As vicatcu already mentioned, there are good 'bit-bash' cables available that can directly program SPI. Signal-wise, SPI looks a lot like JTAG, so any bit-bash type of cable should be able to be used provide the interface is open source. The internal protocol of the flash is fairly simple.
We use the big brother of the part you're looking at to boot our FPGA boards (256M - 2G). The addressing has an extra byte to handle the storage volume, but otherwise the commands are basically identical.
The type of PROM you're using has to be erased by sector, then programmed by page. Reading is significantly faster than writing (in the case of the ones we use, programming can take half an hour, but reading the whole PROM takes under a second at 108MHz).

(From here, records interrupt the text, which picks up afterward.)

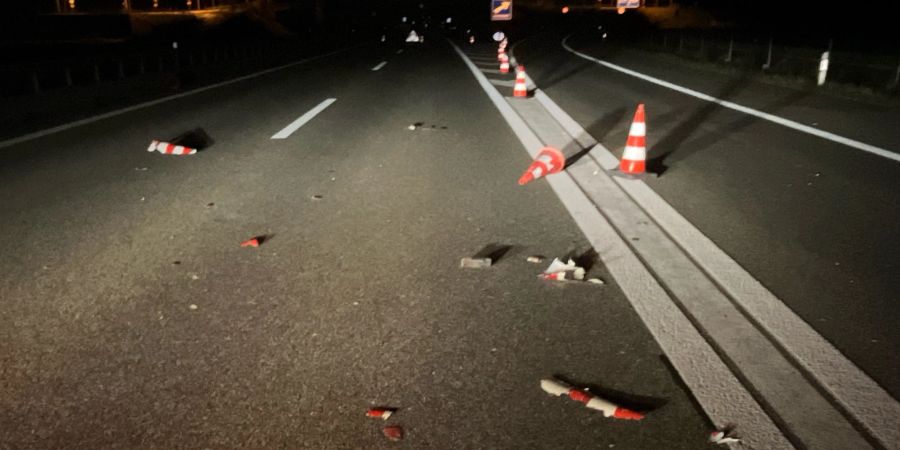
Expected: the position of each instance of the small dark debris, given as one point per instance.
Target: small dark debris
(394, 433)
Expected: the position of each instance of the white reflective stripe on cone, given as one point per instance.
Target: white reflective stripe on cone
(547, 160)
(638, 129)
(635, 153)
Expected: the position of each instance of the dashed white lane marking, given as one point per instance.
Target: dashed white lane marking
(78, 123)
(295, 125)
(726, 104)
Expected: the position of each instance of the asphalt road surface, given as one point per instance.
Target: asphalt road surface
(814, 220)
(130, 317)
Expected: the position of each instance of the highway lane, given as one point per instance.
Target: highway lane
(813, 220)
(356, 299)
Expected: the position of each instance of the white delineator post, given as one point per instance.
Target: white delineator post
(823, 68)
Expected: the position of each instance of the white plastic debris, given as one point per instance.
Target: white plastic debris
(722, 437)
(563, 271)
(475, 263)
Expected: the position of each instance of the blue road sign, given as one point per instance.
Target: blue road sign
(501, 9)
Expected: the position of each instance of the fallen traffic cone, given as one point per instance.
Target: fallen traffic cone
(170, 149)
(608, 408)
(634, 158)
(549, 160)
(520, 89)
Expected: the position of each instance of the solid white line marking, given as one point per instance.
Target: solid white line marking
(865, 400)
(295, 125)
(720, 393)
(725, 103)
(78, 123)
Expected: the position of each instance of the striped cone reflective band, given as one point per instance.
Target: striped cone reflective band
(520, 89)
(634, 158)
(379, 413)
(170, 149)
(549, 160)
(608, 408)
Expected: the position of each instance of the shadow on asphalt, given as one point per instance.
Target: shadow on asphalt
(197, 138)
(494, 251)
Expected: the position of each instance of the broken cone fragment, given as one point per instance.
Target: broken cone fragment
(253, 242)
(549, 160)
(170, 149)
(609, 409)
(563, 271)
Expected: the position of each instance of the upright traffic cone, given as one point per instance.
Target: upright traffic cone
(520, 89)
(634, 158)
(549, 160)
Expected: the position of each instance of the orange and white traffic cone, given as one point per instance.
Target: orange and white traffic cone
(549, 160)
(634, 158)
(608, 408)
(520, 89)
(170, 149)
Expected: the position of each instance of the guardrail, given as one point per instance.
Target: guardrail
(37, 77)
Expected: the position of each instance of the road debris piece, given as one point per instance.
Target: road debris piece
(255, 241)
(723, 437)
(609, 409)
(560, 271)
(170, 149)
(548, 161)
(380, 413)
(475, 263)
(394, 433)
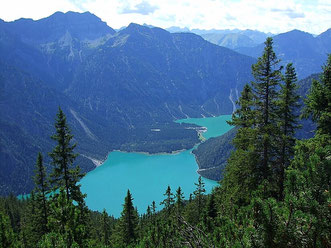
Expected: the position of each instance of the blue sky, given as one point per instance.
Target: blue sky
(274, 16)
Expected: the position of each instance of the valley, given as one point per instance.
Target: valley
(147, 175)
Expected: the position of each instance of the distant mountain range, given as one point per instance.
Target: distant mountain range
(115, 88)
(230, 38)
(212, 155)
(306, 52)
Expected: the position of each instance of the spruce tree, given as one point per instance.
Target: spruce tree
(105, 228)
(41, 190)
(287, 108)
(168, 201)
(199, 193)
(63, 157)
(267, 75)
(318, 101)
(236, 185)
(179, 204)
(128, 222)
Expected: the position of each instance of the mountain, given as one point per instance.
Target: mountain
(116, 88)
(146, 75)
(305, 51)
(232, 39)
(212, 155)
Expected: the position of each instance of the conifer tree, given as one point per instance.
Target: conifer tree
(41, 191)
(179, 204)
(105, 228)
(128, 222)
(318, 100)
(236, 185)
(287, 108)
(267, 75)
(199, 193)
(6, 232)
(168, 201)
(63, 156)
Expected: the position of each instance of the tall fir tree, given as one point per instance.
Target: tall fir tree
(317, 103)
(168, 201)
(236, 185)
(267, 75)
(199, 193)
(128, 224)
(179, 204)
(63, 157)
(41, 190)
(288, 123)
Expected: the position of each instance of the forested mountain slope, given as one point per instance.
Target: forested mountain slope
(115, 88)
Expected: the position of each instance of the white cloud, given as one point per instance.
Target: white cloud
(266, 15)
(36, 9)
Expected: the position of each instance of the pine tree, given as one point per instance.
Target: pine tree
(63, 156)
(68, 219)
(6, 232)
(267, 75)
(168, 201)
(287, 108)
(128, 222)
(179, 204)
(41, 191)
(317, 103)
(105, 228)
(199, 193)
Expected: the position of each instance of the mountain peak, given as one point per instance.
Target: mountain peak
(82, 26)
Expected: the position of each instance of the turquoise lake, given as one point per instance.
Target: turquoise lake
(147, 176)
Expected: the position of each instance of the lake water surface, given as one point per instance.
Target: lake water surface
(147, 176)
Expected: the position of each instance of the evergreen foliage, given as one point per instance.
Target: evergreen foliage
(290, 207)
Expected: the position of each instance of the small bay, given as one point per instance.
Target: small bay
(147, 176)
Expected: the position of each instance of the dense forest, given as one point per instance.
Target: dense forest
(275, 191)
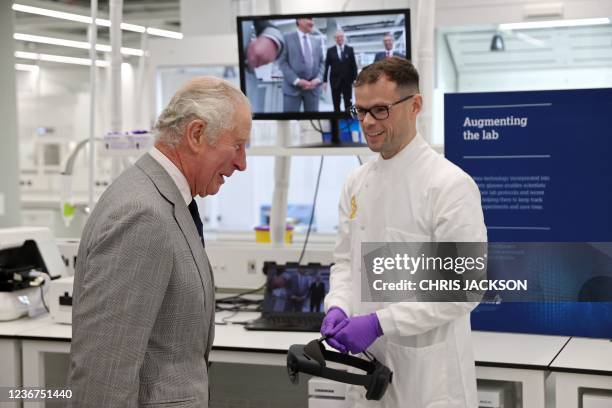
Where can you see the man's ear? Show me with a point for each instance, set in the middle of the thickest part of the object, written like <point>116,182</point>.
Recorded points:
<point>194,135</point>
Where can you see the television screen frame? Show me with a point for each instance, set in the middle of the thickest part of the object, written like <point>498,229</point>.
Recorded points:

Now for the commands: There are way more commands available in these devices than are actually required to program them. You actually only need the following:
- RDID (read ID) - just to verify the PROM and signalling before you do anything more complex.

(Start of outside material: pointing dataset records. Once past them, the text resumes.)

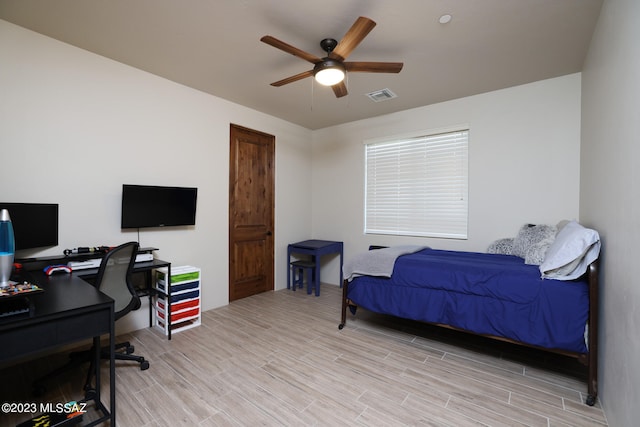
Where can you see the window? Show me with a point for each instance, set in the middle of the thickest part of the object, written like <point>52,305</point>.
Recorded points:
<point>418,186</point>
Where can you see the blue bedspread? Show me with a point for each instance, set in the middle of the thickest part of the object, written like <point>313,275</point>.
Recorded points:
<point>483,293</point>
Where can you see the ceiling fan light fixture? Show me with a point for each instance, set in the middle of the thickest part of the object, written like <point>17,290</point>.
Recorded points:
<point>329,72</point>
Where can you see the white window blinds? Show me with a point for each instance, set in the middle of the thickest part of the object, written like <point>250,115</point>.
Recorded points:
<point>418,186</point>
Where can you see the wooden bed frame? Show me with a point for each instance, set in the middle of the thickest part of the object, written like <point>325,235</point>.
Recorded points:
<point>590,360</point>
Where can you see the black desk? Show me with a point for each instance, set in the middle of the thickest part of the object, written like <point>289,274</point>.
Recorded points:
<point>144,267</point>
<point>70,310</point>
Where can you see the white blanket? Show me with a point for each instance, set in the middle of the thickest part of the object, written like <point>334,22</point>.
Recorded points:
<point>378,262</point>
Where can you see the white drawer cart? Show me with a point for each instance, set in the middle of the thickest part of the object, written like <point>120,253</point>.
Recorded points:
<point>177,301</point>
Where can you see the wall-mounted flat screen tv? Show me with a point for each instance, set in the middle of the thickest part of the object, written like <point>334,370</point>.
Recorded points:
<point>146,206</point>
<point>35,225</point>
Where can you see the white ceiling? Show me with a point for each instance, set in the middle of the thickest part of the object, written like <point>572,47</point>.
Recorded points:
<point>214,46</point>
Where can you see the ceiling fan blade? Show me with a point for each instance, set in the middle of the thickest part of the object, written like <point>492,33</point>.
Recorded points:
<point>352,38</point>
<point>286,47</point>
<point>374,67</point>
<point>340,89</point>
<point>292,79</point>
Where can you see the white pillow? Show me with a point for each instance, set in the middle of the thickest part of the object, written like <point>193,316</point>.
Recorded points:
<point>568,257</point>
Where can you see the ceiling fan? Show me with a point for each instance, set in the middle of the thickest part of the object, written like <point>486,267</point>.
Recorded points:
<point>331,70</point>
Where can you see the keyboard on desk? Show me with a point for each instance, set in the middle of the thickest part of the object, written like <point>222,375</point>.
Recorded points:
<point>83,265</point>
<point>95,263</point>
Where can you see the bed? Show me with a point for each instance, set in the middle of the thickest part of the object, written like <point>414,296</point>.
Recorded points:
<point>496,295</point>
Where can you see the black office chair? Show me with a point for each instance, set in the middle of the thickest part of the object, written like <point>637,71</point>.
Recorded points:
<point>114,280</point>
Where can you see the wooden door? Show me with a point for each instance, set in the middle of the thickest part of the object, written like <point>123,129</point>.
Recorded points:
<point>251,212</point>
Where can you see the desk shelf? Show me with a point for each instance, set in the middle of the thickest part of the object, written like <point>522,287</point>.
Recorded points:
<point>177,303</point>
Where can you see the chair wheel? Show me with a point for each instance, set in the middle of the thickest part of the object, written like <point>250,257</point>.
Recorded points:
<point>39,390</point>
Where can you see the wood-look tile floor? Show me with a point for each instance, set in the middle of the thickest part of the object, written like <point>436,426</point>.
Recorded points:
<point>278,359</point>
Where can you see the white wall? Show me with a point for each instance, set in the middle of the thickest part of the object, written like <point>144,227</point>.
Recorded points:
<point>75,126</point>
<point>524,164</point>
<point>609,201</point>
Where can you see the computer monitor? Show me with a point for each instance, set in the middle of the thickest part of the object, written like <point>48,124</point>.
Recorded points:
<point>35,225</point>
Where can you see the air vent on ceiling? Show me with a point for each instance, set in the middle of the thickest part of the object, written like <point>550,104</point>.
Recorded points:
<point>381,95</point>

- WREN (write enable) - needed before every write.
- PP (0x02 - page program) - needed to program a page.
- SE (0x20 - sector erase) - returns bits in sector to '1'.
- RDSR (0x05 - read status register) - needed to monitor erase / write cycle.

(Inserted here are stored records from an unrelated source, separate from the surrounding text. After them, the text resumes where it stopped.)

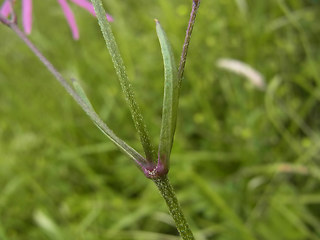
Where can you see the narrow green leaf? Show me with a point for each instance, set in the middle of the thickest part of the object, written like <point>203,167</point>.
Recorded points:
<point>170,99</point>
<point>81,92</point>
<point>124,81</point>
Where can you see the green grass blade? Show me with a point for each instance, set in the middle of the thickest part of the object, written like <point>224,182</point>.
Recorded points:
<point>81,92</point>
<point>124,81</point>
<point>170,99</point>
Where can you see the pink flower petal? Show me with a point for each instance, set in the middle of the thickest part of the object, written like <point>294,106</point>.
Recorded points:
<point>70,18</point>
<point>6,9</point>
<point>88,6</point>
<point>27,15</point>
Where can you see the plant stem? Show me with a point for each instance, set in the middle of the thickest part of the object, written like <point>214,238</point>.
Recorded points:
<point>85,107</point>
<point>183,59</point>
<point>175,210</point>
<point>124,80</point>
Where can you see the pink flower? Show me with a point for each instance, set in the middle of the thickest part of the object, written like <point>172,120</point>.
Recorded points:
<point>6,10</point>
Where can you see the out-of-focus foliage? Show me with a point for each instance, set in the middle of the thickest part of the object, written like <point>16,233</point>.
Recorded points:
<point>245,162</point>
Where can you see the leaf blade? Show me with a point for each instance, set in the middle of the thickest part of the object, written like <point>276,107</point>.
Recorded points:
<point>170,99</point>
<point>124,80</point>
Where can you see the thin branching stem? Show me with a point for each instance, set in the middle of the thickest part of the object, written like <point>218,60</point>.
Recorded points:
<point>86,108</point>
<point>183,58</point>
<point>169,196</point>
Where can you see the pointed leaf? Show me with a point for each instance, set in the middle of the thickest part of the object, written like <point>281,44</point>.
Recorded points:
<point>81,92</point>
<point>124,81</point>
<point>170,99</point>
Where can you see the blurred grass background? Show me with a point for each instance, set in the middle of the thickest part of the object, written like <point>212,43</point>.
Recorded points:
<point>245,162</point>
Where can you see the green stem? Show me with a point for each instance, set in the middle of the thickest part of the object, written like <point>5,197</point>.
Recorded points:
<point>124,80</point>
<point>175,210</point>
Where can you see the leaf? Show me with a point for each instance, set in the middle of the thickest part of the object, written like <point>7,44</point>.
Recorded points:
<point>81,92</point>
<point>124,81</point>
<point>170,98</point>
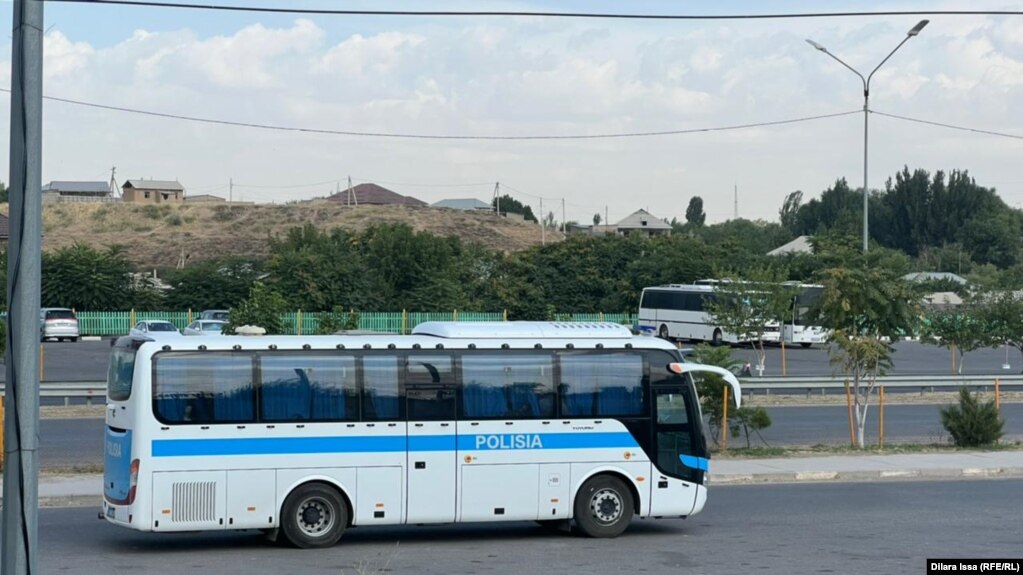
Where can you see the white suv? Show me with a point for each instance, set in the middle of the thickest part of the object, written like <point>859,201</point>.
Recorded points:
<point>58,323</point>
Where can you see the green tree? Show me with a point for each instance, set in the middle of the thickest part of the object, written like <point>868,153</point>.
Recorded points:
<point>864,308</point>
<point>509,205</point>
<point>1002,313</point>
<point>84,278</point>
<point>711,387</point>
<point>695,215</point>
<point>212,284</point>
<point>319,270</point>
<point>972,424</point>
<point>262,308</point>
<point>960,330</point>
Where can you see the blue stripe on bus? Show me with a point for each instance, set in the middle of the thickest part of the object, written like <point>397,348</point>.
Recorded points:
<point>362,444</point>
<point>696,462</point>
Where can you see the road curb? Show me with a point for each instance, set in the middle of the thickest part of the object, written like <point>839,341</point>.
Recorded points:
<point>859,476</point>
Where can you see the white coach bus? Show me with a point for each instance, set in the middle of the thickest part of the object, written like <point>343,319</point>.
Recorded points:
<point>680,312</point>
<point>307,436</point>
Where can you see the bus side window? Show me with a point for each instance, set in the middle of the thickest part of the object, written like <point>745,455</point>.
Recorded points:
<point>380,391</point>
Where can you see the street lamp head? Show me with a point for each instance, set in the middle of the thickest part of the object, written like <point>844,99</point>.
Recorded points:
<point>916,30</point>
<point>815,45</point>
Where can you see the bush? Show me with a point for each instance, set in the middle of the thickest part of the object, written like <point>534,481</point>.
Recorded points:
<point>972,424</point>
<point>749,421</point>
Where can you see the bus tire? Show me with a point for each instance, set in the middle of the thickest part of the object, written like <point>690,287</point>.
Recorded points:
<point>604,506</point>
<point>314,516</point>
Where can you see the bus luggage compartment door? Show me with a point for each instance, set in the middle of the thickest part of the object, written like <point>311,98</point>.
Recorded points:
<point>431,472</point>
<point>188,500</point>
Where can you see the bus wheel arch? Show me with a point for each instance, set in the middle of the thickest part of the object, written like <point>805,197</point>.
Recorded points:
<point>608,492</point>
<point>315,514</point>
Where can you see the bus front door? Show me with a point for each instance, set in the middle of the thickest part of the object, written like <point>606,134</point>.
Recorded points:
<point>678,452</point>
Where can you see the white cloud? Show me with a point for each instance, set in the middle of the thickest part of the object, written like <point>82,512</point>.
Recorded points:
<point>525,76</point>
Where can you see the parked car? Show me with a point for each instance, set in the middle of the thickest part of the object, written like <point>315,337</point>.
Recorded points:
<point>58,323</point>
<point>218,314</point>
<point>205,327</point>
<point>154,327</point>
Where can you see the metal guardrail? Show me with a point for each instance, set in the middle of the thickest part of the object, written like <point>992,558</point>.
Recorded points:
<point>923,383</point>
<point>93,390</point>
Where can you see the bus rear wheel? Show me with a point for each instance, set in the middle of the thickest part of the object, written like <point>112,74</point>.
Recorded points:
<point>604,506</point>
<point>314,516</point>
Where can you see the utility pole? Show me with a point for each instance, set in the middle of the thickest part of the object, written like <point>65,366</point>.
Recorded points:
<point>114,182</point>
<point>543,225</point>
<point>20,466</point>
<point>563,216</point>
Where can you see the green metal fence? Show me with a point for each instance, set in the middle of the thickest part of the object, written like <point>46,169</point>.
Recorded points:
<point>119,322</point>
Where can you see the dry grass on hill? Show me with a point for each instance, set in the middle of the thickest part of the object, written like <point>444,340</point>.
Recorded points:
<point>160,235</point>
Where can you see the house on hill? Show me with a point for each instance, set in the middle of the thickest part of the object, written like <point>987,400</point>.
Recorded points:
<point>59,191</point>
<point>463,204</point>
<point>641,221</point>
<point>372,194</point>
<point>152,191</point>
<point>800,245</point>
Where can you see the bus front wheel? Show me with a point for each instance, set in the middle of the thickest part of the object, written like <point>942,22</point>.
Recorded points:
<point>314,516</point>
<point>604,506</point>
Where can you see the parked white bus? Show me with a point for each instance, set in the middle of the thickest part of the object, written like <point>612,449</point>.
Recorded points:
<point>679,312</point>
<point>306,436</point>
<point>797,328</point>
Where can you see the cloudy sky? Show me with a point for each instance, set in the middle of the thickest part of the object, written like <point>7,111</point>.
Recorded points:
<point>522,77</point>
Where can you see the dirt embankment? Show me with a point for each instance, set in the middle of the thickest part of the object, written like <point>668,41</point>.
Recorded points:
<point>166,234</point>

- FREAD (0x0B - fast read) - read PROM data and verify write.
If you want more information look at answer notes on SPI programming for Xilinx FPGAs on their website (http://www.xilinx.com). They implement a reduced subset of commands so their FPGAs can boot from these devices.
I designed my own programmer to do this based on what I have available and wrote a programmer script in Python, but you can do the same using a cable. In your case, I would seriously consider doing everything indirectly through the MCU as Michael Karas suggests. You don't need to program the whole PROM from the MCU in one go - you can do it by sector.